Después de aludir a la sentencia T-208 de 2012, que hace relación a las facultades que tiene el Juez Constitucional para pronunciarse sobre el pago retroactivo en tratándose de derechos pensionales, siempre que haya certeza del derecho pensional y se haga evidente la afectación del mínimo vital cuando se constata que la pensión es la única forma de garantizar la subsistencia del accionante, y traer a colación apartes de la sentencia de tutela T -1013 de 2012, explicó que en el caso concreto, contrario a lo señalado por el juez de primera instancia, « si existe cosa juzgada constitucional, en la medida que la corte constitucional ha señalado que en su calidad de juez constitucional cuando asume el conocimiento sobre el reconocimiento pensional lo declara desde el instante preciso en que dicha prestación existe en el ámbito del derecho, recuérdese que la Corte Constitucional en la sentencia de tutela que ordenó el reconocimiento del derecho, no desde la fecha de estructuración como lo señala la norma sino a partir del plazo que concedió a la entidad a partir de la notificación de la sentencia, aplicó las propias normas jurisprudenciales y no las legales, por lo que no es de extrañar que no conceda el derecho a partir de la fecha de estructuración a pesar de ser modificada por la misma Corte.
En conclusión la Corte Constitucional sí señaló en la parte considerativa y resolutiva de la sentencia de tutela la fecha a partir de la cual sería exigible la pensión de invalidez, por lo que le asiste razón al recurrente de que la entidad cumplió la sentencia que ordenó el reconocimiento y pago del derecho pensional, y por ello se revocará la sentencia de primera instancia » resaltado de la Sala.
Ahora bien, de la lectura de la sentencia T-1013 de 2012, se colige con claridad meridiana que el señor Julio Arcenio Prieto Torres acudió al amparo constitucional con el fin de obtener la protección de sus derechos fundamentales a la vida, a la salud, a la dignidad humana y a la seguridad social y, como consecuencia se ordenara el reconocimiento y pago de la pensión de invalidez, toda vez que Colpensiones negó su petición mediante Resolución 039967 del 28 de octubre de 2011, por no cumplir los requisitos para acceder al derecho.
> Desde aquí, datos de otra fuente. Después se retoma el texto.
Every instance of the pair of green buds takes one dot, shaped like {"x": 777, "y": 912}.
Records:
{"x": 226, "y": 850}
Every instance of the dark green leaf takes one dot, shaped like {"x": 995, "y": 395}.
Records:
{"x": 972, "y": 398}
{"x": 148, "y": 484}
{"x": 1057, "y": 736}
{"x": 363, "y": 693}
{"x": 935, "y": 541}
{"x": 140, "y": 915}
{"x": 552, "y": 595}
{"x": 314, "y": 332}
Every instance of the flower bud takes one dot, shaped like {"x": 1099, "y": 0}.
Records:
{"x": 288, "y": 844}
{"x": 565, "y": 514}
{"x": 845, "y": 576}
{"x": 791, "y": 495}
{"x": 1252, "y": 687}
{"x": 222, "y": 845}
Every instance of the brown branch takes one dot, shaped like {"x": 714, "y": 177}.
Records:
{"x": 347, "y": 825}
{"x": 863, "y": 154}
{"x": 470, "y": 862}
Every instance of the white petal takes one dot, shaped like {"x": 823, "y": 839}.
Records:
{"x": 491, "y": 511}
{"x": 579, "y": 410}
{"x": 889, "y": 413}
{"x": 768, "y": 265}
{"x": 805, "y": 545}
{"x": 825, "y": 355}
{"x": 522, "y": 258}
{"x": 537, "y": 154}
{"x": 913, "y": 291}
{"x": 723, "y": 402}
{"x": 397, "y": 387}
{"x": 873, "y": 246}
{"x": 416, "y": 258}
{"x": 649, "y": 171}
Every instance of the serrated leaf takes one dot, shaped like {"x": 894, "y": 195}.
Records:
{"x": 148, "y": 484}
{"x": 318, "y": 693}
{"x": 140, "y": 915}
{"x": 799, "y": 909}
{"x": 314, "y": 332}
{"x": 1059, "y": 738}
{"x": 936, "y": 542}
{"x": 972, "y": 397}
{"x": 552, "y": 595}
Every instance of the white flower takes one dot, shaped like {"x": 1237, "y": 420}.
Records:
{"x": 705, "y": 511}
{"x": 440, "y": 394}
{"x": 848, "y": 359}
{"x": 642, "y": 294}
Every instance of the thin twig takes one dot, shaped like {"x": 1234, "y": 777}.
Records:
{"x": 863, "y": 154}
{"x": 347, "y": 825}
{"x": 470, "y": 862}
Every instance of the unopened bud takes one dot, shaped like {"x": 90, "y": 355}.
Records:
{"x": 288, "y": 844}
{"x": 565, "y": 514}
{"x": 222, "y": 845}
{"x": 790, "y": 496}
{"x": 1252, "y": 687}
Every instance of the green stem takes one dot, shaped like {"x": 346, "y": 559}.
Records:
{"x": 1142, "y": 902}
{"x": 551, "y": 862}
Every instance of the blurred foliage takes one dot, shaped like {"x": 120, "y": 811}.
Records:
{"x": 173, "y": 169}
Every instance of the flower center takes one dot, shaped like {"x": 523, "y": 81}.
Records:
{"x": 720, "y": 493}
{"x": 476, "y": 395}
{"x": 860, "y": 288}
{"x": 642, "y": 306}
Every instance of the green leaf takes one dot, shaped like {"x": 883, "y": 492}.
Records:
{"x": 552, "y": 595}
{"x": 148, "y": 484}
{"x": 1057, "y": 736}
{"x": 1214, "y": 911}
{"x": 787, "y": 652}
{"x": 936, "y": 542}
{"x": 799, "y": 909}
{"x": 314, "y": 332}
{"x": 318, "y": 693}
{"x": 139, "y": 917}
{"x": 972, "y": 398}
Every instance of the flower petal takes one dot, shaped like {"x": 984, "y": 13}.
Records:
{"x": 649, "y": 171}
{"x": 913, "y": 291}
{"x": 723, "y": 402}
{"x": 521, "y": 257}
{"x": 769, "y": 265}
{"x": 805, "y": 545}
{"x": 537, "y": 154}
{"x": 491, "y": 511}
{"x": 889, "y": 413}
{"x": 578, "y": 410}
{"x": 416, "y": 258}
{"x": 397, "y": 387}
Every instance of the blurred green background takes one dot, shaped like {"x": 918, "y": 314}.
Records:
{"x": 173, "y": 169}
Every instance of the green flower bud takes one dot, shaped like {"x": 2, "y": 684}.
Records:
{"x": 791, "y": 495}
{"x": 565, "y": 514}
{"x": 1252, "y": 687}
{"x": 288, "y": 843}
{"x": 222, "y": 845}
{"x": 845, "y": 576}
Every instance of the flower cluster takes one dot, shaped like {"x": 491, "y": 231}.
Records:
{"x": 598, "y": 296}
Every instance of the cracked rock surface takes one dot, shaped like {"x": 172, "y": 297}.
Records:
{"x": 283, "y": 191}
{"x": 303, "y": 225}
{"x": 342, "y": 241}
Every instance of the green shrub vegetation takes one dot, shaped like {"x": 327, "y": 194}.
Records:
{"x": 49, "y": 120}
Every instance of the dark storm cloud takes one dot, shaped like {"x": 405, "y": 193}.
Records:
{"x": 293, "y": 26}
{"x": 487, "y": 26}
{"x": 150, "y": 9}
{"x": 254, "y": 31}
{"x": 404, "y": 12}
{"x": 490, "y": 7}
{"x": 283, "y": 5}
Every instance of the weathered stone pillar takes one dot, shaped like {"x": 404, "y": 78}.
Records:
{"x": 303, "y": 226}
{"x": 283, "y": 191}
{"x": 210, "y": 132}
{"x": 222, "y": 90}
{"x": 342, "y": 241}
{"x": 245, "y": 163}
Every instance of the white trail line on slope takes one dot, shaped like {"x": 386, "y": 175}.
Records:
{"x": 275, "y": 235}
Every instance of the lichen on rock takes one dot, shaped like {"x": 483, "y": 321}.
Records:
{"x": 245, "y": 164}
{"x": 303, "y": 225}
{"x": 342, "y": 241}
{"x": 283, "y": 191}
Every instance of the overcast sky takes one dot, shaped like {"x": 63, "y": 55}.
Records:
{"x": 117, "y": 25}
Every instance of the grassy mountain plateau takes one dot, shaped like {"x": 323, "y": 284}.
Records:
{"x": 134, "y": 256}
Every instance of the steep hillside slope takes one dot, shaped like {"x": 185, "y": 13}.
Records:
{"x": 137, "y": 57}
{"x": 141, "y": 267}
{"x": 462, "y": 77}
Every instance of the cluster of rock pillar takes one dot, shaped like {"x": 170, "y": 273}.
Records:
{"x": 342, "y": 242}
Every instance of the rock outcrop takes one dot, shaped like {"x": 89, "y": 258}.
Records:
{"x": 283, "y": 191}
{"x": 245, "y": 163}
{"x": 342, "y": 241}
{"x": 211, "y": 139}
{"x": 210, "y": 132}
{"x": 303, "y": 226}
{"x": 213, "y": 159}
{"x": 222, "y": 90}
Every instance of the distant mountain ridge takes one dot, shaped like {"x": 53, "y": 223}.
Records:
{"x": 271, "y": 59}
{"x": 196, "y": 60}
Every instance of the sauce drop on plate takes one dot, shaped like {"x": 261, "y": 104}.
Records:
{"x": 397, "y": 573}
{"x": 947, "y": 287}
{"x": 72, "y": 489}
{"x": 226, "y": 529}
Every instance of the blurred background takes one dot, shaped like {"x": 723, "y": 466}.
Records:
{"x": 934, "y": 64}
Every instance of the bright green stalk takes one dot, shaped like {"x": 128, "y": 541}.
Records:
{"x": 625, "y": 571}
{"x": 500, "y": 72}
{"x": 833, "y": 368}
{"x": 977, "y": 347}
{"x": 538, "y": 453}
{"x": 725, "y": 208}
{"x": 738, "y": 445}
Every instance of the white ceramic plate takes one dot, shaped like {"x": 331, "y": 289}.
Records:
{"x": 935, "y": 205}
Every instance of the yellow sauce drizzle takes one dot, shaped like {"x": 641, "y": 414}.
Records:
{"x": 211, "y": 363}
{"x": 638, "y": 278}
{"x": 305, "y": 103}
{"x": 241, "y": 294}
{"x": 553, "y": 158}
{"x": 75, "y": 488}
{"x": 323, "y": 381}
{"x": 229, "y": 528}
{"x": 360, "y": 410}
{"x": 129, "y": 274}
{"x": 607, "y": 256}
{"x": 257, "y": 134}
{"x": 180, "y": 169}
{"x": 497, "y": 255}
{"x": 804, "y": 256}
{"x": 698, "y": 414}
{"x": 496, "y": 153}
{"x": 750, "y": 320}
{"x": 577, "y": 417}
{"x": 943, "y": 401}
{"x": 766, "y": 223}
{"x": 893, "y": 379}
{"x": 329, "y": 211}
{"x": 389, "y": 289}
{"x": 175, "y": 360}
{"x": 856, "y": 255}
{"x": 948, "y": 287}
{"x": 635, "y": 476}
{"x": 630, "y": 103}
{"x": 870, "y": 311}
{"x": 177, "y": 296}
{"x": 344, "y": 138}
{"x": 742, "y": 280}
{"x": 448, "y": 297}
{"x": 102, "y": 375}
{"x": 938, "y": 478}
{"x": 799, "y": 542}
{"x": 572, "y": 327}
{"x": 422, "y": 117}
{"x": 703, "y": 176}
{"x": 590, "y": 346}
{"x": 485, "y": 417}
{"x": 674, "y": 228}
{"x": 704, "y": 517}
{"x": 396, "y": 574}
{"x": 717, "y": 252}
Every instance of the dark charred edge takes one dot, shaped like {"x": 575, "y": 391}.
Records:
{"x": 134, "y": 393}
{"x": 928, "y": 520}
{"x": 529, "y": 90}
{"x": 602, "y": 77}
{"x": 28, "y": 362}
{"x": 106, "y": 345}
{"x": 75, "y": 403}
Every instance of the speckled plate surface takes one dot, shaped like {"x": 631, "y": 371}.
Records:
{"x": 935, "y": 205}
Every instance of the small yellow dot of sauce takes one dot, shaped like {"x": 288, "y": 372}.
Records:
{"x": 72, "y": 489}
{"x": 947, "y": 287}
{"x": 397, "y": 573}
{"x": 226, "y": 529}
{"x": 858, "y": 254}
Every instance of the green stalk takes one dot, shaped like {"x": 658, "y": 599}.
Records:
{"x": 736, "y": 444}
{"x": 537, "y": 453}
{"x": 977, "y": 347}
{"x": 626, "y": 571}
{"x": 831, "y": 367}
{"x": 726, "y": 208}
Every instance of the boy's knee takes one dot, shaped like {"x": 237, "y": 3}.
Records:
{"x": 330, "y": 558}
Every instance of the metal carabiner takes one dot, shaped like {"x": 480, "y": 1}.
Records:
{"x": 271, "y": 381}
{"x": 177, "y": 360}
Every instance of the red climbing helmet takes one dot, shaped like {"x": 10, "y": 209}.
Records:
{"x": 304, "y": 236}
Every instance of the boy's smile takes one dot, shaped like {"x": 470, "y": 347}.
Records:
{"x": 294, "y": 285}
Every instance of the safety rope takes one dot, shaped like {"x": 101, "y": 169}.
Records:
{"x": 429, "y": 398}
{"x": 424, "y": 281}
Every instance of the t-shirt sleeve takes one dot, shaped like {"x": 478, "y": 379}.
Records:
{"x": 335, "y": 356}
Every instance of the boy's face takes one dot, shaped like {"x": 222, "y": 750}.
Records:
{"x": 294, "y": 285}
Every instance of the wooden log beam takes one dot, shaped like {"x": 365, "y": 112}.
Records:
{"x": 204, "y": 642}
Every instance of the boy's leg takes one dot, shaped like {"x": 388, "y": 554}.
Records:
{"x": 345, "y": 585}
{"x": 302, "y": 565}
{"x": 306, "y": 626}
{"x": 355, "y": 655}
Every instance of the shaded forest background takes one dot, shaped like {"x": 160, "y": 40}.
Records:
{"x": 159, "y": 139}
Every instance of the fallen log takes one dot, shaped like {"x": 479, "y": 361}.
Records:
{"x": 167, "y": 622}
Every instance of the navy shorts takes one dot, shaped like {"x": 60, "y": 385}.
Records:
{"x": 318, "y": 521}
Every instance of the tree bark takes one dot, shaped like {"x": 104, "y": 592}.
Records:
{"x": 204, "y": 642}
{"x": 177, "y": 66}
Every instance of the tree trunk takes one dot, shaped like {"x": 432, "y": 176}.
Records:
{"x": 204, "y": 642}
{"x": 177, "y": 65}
En tal sentido el órgano de cierre constitucional, luego de referirse a la línea jurisprudencia que viene trazando respecto a la fecha de estructuración de la invalidez, en los casos de enfermedades crónicas, degenerativas o congénitas de deterioro progresivo, y respecto de los cuales el juez de tutela, « con fundamento en los elementos probatorios del caso, deberá evaluar si es determinable la fecha material o real de configuración de la invalidez, para consecuentemente realizar el cálculo de las semanas cotizadas con base en esta fecha», abordó el estudio del cumplimiento de los requisitos para la pensión de invalidez del hoy accionante señalando que: El señor Julio Arcenio Prieto Torres, padece “artritis reumatoide degenerativa” que lo ha llevo a ser calificado con el 57.25% de pérdida de capacidad laboral.
Esta situación permite establecer que el accionante cumple con el primer requisito de la pensión de invalidez, es decir contar con una disminución superior al 50%. Como se ha señalado en esta providencia, en razón a que el actor siguió cotizando con posterioridad a la fecha de estructuración de la pérdida de capacidad laboral establecida en el dictamen de calificación de invalidez, se tomará la fecha de emisión del dictamen como fecha real de estructuración material de la invalidez, pues la primera no constituye la fecha de pérdida de capacidad laboral permanente y definitiva del accionante.
En consecuencia, al verificar si el accionante cotizó 50 semanas dentro de los últimos 3 años inmediatamente anteriores a la fecha de estructuración material, 04 de junio de 2010 (fecha del dictamen), el rango para determinar si cumple con el requisito de semanas cotizadas se extiende hasta el 04 de junio de 2007. En este rango de tiempo, se constató al examinar la historia laboral de cotizaciones aportada por el demandante al proceso que cuenta con 80,29 semanas, de forma que el accionante cumpliría con el requisito para hacerse acreedor a la pensión de invalidez.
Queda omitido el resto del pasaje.